Several studies have already forecasted that the incidence of U.S. breast cancer cases is expected to increase in the coming decades, largely the result of an aging population.

Now, a new study presented by NCI researchers at the AACR annual meeting Exit Disclaimer in Philadelphia, is forecasting important trends in the types and molecular makeup of breast cancer cases going forward, including a reduction in the proportion of cases that are considered to be difficult to treat.

The study, led by Philip Rosenberg, Ph.D., of NCI’s Division of Cancer Epidemiology and Genetics, confirmed the forecasted increase in U.S. breast cancer cases diagnosed each year, concluding that they will grow from 283,000 cases in 2011 to 441,000 in 2030—a more than 50 percent increase.

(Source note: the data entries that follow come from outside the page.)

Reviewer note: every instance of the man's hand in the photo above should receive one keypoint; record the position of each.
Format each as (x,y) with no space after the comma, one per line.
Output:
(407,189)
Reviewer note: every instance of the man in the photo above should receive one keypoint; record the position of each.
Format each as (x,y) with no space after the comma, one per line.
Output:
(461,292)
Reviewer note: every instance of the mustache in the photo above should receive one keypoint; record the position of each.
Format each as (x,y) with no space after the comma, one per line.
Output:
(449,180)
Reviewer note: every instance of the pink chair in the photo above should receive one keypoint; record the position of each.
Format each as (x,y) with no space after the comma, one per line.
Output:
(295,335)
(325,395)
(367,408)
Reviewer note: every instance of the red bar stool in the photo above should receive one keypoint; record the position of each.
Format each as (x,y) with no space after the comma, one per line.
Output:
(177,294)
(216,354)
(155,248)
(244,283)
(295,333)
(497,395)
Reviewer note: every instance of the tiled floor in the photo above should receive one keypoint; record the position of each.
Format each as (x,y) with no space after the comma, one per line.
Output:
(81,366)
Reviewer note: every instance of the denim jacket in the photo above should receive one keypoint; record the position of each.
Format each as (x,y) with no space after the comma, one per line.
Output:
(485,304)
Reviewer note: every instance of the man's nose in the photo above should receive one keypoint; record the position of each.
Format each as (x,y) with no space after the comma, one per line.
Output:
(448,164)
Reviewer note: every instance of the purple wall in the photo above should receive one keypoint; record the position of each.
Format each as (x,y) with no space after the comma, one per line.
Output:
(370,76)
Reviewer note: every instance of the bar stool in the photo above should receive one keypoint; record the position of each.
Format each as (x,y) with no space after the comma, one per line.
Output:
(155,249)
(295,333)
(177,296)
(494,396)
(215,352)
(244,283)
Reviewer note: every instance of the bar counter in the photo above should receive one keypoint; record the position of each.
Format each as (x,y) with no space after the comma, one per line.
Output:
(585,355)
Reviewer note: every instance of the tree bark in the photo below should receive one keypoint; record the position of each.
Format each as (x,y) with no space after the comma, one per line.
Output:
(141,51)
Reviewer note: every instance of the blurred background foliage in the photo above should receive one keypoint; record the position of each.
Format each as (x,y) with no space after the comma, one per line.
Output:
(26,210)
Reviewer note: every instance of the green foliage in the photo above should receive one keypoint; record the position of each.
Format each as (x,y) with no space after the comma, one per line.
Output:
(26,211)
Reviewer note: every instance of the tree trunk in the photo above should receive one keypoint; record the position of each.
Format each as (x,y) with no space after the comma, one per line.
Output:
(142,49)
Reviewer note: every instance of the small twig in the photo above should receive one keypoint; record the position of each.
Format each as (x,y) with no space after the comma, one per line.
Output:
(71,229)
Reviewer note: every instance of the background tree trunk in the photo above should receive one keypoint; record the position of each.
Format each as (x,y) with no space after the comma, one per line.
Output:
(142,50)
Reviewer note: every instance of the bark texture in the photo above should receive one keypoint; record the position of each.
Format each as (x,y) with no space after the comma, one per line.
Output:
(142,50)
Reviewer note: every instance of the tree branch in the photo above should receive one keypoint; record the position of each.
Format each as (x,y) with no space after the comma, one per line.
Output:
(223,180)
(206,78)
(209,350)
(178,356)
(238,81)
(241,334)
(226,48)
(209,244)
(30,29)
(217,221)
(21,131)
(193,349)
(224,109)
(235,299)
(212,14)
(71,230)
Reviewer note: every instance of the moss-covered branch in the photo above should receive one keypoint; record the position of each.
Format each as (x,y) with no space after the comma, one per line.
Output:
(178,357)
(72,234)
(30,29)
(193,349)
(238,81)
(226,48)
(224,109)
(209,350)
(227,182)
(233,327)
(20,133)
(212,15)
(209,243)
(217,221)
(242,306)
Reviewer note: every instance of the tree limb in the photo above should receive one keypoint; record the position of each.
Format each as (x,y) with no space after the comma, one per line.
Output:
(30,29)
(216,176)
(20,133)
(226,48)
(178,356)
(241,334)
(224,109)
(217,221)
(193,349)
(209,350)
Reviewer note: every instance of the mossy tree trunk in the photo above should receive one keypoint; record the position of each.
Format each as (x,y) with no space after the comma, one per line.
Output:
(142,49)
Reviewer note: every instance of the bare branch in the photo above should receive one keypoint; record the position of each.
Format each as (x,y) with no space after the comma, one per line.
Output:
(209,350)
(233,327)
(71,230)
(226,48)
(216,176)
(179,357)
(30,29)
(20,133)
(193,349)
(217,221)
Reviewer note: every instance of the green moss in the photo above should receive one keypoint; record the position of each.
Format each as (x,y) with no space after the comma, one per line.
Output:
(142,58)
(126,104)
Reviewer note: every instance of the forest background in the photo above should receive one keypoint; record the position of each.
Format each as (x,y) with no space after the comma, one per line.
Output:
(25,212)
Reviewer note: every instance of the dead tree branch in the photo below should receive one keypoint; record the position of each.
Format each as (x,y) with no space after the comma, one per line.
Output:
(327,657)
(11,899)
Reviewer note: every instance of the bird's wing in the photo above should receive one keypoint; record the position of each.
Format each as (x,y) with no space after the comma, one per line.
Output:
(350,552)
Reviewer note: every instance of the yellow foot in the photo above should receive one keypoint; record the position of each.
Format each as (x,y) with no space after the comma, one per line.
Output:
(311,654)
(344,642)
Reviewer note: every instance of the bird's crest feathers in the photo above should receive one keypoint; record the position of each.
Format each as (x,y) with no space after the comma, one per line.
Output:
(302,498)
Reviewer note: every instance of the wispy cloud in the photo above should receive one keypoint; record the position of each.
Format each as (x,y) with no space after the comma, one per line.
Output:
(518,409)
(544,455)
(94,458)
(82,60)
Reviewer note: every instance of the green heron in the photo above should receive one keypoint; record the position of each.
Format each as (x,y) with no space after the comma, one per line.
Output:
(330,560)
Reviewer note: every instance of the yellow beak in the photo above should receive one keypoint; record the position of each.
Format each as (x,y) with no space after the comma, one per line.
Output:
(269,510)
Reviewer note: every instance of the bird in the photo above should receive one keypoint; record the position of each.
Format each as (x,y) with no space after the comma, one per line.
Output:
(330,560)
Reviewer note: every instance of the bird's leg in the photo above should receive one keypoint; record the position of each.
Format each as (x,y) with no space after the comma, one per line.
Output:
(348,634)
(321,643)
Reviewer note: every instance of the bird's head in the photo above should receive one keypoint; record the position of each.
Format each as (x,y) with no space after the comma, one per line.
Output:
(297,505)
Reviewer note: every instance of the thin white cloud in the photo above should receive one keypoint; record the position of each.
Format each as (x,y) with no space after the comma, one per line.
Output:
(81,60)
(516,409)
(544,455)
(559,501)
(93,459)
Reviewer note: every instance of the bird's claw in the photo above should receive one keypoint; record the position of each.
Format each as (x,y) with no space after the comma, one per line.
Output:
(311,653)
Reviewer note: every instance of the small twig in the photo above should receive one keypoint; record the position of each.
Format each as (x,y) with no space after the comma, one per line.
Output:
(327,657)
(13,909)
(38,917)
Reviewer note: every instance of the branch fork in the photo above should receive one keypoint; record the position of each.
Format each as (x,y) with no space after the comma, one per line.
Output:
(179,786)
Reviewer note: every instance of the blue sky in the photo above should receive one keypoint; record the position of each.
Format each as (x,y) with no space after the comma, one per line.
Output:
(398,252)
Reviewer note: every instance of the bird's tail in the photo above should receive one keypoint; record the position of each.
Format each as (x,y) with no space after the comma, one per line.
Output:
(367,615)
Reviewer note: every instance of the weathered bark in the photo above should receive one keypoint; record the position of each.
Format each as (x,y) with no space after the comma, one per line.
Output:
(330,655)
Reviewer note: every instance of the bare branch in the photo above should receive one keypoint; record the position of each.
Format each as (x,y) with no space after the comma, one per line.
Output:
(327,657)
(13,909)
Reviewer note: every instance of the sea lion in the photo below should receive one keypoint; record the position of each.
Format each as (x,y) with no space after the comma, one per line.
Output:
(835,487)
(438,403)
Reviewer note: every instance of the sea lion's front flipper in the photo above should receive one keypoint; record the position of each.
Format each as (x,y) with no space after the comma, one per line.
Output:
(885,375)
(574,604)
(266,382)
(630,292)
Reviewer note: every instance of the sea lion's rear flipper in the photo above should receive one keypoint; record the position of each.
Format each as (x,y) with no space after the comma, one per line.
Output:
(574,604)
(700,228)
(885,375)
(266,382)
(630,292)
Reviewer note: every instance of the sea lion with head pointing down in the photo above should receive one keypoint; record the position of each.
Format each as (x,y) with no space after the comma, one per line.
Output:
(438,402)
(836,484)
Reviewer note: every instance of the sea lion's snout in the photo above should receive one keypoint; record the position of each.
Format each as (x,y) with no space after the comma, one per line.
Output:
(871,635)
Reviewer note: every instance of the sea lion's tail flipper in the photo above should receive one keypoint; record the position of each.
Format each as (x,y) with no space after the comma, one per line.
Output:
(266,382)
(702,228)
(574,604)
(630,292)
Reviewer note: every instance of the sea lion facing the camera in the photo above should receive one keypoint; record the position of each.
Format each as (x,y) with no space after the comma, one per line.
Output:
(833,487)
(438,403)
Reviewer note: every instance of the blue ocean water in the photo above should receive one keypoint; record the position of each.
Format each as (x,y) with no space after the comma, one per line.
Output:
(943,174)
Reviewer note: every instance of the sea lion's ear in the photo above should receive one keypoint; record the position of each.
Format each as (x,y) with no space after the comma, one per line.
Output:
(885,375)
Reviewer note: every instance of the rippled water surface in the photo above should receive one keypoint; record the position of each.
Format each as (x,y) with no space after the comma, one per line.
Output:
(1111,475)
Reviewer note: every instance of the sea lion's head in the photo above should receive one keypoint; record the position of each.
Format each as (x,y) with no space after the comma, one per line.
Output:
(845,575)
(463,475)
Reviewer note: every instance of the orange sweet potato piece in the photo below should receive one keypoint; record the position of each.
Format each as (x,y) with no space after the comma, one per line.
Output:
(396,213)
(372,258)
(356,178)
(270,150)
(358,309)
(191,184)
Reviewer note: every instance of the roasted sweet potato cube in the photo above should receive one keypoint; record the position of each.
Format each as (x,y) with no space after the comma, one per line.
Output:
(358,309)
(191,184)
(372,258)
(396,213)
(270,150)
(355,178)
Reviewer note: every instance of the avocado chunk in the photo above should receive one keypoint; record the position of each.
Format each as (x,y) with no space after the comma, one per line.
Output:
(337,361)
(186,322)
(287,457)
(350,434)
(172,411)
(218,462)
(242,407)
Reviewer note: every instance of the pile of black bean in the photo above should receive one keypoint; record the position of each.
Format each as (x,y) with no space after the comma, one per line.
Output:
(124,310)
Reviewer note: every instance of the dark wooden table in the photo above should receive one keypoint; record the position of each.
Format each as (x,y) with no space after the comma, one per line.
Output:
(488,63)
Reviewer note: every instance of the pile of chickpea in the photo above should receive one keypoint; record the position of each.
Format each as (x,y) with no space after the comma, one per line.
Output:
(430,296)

But the study also provided a more granular view of the composition of the forecasted increase over that time period. Their findings predict an increase in the number of in situ tumors that are estrogen receptor (ER) positive, from 19 percent to 29 percent, and a decrease in the number of both invasive cancers and in situ ER-negative tumors, from 17 percent to 9 percent.

ER-negative tumors are generally considered to be more difficult to treat than ER-positive tumors, and include the so-called triple-negative cancers, which are unresponsive to many treatments and are more likely to recur.

To conduct the study, the researchers used data from NCI’s Surveillance, Epidemiology, and End Results Program and population projections from the U.S. Census Bureau, and applied mathematical forecasting models to project the future numbers of breast cancers. Their model assumed that screening mammograms would continue to be a driving force for breast tumor detection.

They projected that the proportion of new breast cancer cases that occur among women age 50 to 69 will decrease from 55 percent in 2011 to 44 percent in 2030. But the proportion of cases that are diagnosed in women age 70 to 84 is expected to increase from 24 percent to 35 percent.

“Our approach gives us an educated guess as to the future profile of breast cancer cases in the United States: older women, more in situ tumors, and fewer ER-negative cases,” Dr. Rosenberg said. And the methods used to conduct the study, he explained, are not specific to breast cancer. “We can apply these same tools to any malignancy tracked by a cancer registry,” he said.

The reasons for the forecasted reduction in ER-negative tumors are still unclear, he acknowledged. But it does offer a possible silver lining.

“We have more effective treatment options for ER-positive breast tumors, and newer therapies are in the works,” he said. “So, although we will have more cases that are ER-positive, we should expect to see many more women surviving longer and, as more effective, less toxic treatments become available, with a better quality of life.”